2015 lief im Berlinale Wettbewerb der Film "45 Years" von Andrew Haigh, über das Ende einer Ehe. Die beiden Hauptdarsteller Charlotte Rampling und Tom Courtney wurden damals mit silbernen Bären für besten Schauspielleistungen ausgezeichnet. Auch in seinem neuen Film "All of us Strangers" erzählt der britische Regisseur von einer komplizierten Beziehung, in diesem Fall zwischen zwei Männern, gespielt von Paul Mescal und Adam Scott, der einigen von Ihnen bekannt sein dürfte, aus der Serie Sherlock in der er Moriarty, die Nemesis des Meisterdetektivs spielte.

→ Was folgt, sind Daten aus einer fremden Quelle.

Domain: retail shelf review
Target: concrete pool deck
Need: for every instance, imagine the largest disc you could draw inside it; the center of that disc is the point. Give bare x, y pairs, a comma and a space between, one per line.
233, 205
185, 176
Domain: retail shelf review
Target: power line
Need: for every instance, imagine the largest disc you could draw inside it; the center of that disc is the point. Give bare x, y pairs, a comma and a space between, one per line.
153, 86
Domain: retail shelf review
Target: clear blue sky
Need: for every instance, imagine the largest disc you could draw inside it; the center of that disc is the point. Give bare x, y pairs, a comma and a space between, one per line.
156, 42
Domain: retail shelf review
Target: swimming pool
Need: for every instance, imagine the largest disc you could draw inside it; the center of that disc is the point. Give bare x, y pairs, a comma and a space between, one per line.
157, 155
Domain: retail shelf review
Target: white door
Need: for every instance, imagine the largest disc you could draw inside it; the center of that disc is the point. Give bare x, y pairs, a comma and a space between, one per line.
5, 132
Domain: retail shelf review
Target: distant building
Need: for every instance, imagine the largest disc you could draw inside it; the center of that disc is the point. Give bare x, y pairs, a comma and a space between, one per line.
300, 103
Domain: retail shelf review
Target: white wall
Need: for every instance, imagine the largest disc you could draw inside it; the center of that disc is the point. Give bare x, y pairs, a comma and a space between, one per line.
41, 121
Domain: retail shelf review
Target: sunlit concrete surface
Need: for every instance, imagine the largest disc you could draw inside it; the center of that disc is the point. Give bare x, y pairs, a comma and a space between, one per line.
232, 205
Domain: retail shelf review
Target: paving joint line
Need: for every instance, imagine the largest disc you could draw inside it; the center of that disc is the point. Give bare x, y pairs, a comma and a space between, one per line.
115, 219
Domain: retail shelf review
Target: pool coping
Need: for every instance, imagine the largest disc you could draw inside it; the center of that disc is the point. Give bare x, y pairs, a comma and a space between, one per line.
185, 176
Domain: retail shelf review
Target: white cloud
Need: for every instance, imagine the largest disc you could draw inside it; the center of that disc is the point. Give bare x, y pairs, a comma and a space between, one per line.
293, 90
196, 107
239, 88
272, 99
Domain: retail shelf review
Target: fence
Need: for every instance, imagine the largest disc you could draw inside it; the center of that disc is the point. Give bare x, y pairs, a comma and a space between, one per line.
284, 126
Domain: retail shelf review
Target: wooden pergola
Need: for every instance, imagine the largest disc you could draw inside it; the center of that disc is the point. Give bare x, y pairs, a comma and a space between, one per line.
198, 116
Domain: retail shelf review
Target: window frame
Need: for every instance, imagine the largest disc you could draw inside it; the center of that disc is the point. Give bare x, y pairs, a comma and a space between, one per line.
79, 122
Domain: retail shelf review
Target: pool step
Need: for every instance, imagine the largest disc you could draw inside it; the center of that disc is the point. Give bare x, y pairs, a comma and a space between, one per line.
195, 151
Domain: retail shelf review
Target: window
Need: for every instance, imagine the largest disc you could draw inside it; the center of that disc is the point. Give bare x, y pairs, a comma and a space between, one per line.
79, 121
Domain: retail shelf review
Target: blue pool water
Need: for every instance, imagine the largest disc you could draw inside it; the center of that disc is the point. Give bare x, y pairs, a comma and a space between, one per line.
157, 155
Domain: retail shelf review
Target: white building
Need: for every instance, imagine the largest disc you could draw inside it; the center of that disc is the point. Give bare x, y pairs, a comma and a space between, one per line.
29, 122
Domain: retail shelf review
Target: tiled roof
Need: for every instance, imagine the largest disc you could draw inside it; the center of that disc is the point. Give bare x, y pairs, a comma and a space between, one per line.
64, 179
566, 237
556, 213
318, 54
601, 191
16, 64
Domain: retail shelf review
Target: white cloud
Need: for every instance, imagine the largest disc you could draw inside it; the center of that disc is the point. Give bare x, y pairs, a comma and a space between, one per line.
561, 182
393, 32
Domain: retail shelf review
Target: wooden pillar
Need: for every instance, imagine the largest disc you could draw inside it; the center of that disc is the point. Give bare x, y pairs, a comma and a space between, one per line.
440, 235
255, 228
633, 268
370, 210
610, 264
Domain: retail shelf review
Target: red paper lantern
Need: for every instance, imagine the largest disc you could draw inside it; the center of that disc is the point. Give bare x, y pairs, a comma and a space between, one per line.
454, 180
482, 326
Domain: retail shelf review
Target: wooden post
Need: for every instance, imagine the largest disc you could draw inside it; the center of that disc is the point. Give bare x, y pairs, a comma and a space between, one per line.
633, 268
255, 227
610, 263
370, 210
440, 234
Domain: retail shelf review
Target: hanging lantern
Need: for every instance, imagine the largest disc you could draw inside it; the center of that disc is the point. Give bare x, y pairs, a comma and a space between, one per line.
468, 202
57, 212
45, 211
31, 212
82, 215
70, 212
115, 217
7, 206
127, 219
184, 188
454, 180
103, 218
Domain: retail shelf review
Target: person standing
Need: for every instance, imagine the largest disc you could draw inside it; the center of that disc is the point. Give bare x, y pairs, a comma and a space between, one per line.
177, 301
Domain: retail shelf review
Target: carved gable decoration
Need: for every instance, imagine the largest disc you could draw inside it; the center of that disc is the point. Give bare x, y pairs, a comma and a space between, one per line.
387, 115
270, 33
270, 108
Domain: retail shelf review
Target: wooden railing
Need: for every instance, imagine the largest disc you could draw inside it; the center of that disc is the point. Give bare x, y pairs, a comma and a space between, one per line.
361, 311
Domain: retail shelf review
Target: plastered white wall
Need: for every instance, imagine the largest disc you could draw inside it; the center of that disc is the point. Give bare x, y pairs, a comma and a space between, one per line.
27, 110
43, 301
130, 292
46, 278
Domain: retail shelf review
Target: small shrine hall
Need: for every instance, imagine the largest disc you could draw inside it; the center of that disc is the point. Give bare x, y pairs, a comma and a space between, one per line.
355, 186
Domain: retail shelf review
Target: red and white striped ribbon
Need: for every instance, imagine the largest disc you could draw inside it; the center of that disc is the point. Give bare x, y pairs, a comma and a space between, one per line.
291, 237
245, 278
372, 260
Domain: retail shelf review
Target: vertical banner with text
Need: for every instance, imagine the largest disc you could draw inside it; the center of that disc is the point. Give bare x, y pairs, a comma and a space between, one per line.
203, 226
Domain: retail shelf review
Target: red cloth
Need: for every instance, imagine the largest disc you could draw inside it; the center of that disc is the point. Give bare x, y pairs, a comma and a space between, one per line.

Geheimnisse in der Schwebe

Eine geheimnisvolle, fast gespenstische Stimmung liegt über den rätselhaften Bildern dieses Films, der in einem riesigen Londoner Wohnblock beginnt. Auf den ersten Blick scheint nur ein Mann hier zu leben, Adam, einst der erste Mann der Schöpfungsgeschichte, hier ist er ein Schriftsteller, der einsam grübelnd mit einer Schreibblockade ringt. Es ist unklar, warum das anonyme Wohnhochaus so leer ist: Sind die anderen Mieter noch nicht eingezogen oder schon ausgezogen? Ist er der erste oder der letzte Bewohner? Blendet er sie nur aus seiner Wahrnehmung aus oder sind sie wirklich nicht da? Und das sind nur die ersten von vielen Geheimnissen, die Andrew Haigh in diesem Film in der Schwebe hält.

Eine sanfte Liebesgeschichte unter Männern

Eines Abends klopft es an der Tür zu Adams traumverlorenem Leben. Ein 20 Jahre jüngerer Mann steht im Türrahmen mit einer Flasche Whiskey in der Hand und offensichtlich betrunken. Ganz zart entspinnt sich zwischen den beiden Männern eine wärmende Liebesgeschichte. Während Adam zurückhaltend und scheu eher bremst, geht der von Paul Mescal gespielte Harry deutlich forscher heran, offensichtlich ohne Zweifel, dass sein Gegenüber ebenfalls schwul ist. In Adams Wohnung nimmt Harry ein Familienfoto in die Hand, ein junges Paar mit einem etwa 10jährigen Jungen. Ob das seine Eltern seien fragt er, "Ja, sie sind gestorben, da war ich noch nicht mal zwölferwidert Adam. Man ahnt, hier sind lang verdrängte Erinnerungen im Spiel, ein Trauma, das Adams Leben überschattet, dem er nun schreibend auf den Grund gehen will.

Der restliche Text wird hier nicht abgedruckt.